また、やる気や熱意は今後の社員として、企業としての伸び代ともいえます。積極的に熱意を伝えられる人は好印象になります。面接に通過したい!という熱意に加え、「今目の前にいる経営陣に、自分のこの思いや熱意を伝えたい!」という気持ちで挑むべきです。

役員面接で気をつけるべきことは?

他の面接の場面にも通じることですが、嘘や話を盛った回答はNGです。嘘などは最終的に話の辻褄が合わなくなりバレること、信用を失うばかりか、入社後に発覚した場合も厳しい処分が待ち受けていることを忘れないでください。
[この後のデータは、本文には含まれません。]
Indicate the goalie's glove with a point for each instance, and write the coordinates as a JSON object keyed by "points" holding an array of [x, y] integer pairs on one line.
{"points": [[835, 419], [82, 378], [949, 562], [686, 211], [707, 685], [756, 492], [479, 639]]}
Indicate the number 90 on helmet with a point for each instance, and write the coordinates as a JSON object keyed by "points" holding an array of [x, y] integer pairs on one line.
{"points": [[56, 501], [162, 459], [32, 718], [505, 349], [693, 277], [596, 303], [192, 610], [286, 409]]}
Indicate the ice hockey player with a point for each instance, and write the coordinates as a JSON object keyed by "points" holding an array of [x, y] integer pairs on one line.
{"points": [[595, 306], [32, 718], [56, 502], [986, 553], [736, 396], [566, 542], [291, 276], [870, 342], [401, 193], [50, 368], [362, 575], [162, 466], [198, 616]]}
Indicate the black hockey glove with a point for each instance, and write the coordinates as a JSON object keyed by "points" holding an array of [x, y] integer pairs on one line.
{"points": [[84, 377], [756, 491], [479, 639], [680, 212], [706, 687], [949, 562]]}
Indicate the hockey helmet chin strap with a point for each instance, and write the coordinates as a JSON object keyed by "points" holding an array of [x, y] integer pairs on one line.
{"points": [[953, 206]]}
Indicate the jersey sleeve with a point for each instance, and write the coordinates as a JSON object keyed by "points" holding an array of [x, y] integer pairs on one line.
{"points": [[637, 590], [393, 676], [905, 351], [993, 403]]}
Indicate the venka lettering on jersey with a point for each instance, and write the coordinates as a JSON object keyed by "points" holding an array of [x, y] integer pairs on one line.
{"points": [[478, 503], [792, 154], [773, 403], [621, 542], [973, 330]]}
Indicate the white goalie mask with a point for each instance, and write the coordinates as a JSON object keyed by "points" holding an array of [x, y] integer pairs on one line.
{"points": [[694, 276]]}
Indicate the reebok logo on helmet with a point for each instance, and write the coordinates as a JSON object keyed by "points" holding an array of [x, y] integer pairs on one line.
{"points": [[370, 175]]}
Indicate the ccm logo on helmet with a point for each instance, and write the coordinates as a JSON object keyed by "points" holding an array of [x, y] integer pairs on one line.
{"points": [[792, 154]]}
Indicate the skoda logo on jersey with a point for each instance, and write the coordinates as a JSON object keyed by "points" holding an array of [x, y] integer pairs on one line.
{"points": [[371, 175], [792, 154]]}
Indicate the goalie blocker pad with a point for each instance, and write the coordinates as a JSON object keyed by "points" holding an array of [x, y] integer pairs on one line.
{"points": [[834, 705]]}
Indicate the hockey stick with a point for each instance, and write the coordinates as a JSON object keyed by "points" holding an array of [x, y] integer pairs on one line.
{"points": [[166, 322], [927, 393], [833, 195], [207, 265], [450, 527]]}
また、圧迫面接やわからないこと、予想外の展開になったとしても冷静に対処するようにしてください。取り乱さず、素早く気持ちを切り替えて面接を続けます。油断は禁物で、どれだけフランクな雰囲気になっていたとしても、役員面接であることを念頭においたふさわしい回答で返してください。

まとめ:役員面接では自分の力を最大限発揮しよう

この記事でご紹介した内容をまとめると、以下のとおりです。

  • 役員面接は最後のジャッジの場であるため、気が抜けない
  • 役員面接は逆質問がカギを握るため、NG質問は避けること
  • 事前準備をしっかり行うことで、気持ちを落ち着けて役員面接に挑める
経営陣や社長が面接する役員面接となると、慣れない空気感で緊張することもあります。しかし、あくまで最終確認の場ですので、堂々といつもどおりの力を出し切ることに注力してください。

役員面接の場では本当に企業理念にマッチするか、力を活かして活躍できるかを確認しているにすぎません。面接を受ける側も健康的に働き自分の力を最大限に発揮できるか、健康経営に力をそそげているか経営陣を通じてジャッジすることができます。緊張しすぎることなく、自分の力を最大限に発揮するためには事前準備も大切です。咄嗟のことや予想外の展開などに慌てないためにも、備えはしっかりと行ってください。